> For clean Markdown of any page, append .md to the page URL.
> For a complete documentation index, see https://docs.nvidia.com/nvsentinel/llms.txt.
> For AI client integration (Claude Code, Cursor, etc.), connect to the MCP server at https://docs.nvidia.com/nvsentinel/_mcp/server.

# Fault Quarantine Configuration

## Overview

The Fault Quarantine module isolates nodes with detected hardware or software failures by cordoning and/or tainting them. This document covers all Helm configuration options available for system administrators.

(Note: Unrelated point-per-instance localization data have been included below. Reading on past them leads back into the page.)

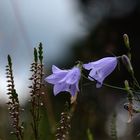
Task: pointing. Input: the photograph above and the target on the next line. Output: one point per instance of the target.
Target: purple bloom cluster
(68, 80)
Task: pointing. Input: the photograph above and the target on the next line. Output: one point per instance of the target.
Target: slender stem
(107, 85)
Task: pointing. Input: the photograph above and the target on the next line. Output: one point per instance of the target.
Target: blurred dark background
(84, 30)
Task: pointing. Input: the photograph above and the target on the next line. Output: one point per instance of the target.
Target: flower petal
(60, 87)
(73, 89)
(55, 78)
(57, 70)
(74, 76)
(101, 69)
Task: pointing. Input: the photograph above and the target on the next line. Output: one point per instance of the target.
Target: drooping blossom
(100, 69)
(64, 80)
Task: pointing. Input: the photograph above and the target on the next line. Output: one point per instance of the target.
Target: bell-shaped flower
(65, 80)
(100, 69)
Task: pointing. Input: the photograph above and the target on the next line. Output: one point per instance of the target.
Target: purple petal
(55, 78)
(57, 70)
(60, 87)
(101, 69)
(72, 76)
(73, 90)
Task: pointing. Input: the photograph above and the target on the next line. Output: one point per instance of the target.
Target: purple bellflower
(65, 80)
(101, 69)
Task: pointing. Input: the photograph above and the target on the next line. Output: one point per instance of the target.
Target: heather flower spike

## Configuration Reference

### Module Enable/Disable

Controls whether the fault-quarantine module is deployed in the cluster.

```yaml
global:
  faultQuarantine:
    enabled: true
```

> Note: This module depends on the datastore being enabled. Therefore, ensure the datastore is also enabled.

### Resources

Defines CPU and memory resource requests and limits for the fault-quarantine pod.

```yaml
fault-quarantine:
  resources:
    limits:
      cpu: "1"
      memory: "1Gi"
    requests:
      cpu: "1"
      memory: "1Gi"
```

### Logging

Sets the verbosity level for fault-quarantine logs.

```yaml
fault-quarantine:
  logLevel: info  # Options: debug, info, warn, error
```

### Label Prefix

Defines the prefix for all node labels created by the module to track cordon/uncordon lifecycle.

```yaml
fault-quarantine:
  labelPrefix: "k8saas.nvidia.com/"
```

Generated labels:
- `&lt;labelPrefix>cordon-by` - Service that cordoned the node
- `&lt;labelPrefix>cordon-reason` - Reason for cordoning
- `&lt;labelPrefix>cordon-timestamp` - Cordon timestamp (format: 2006-01-02T15-04-05Z)
- `&lt;labelPrefix>uncordon-by` - Service that uncordoned the node
- `&lt;labelPrefix>uncordon-timestamp` - Uncordon timestamp (format: 2006-01-02T15-04-05Z)

## Circuit Breaker

Prevents too many nodes from being quarantined simultaneously, protecting against cluster-wide cascading failures.

### Configuration

```yaml
fault-quarantine:
  circuitBreaker:
    enabled: true
    percentage: 50
    duration: "5m"
```

### Parameters

#### enabled
Enables or disables circuit breaker protection. When disabled, unlimited nodes can be quarantined.

#### percentage
Maximum percentage of total cluster nodes that can be quarantined within the time window. When exceeded, the circuit breaker trips and blocks all new quarantine actions.

#### duration
Time window for tracking cordon events. The circuit breaker counts unique node cordons within this sliding window.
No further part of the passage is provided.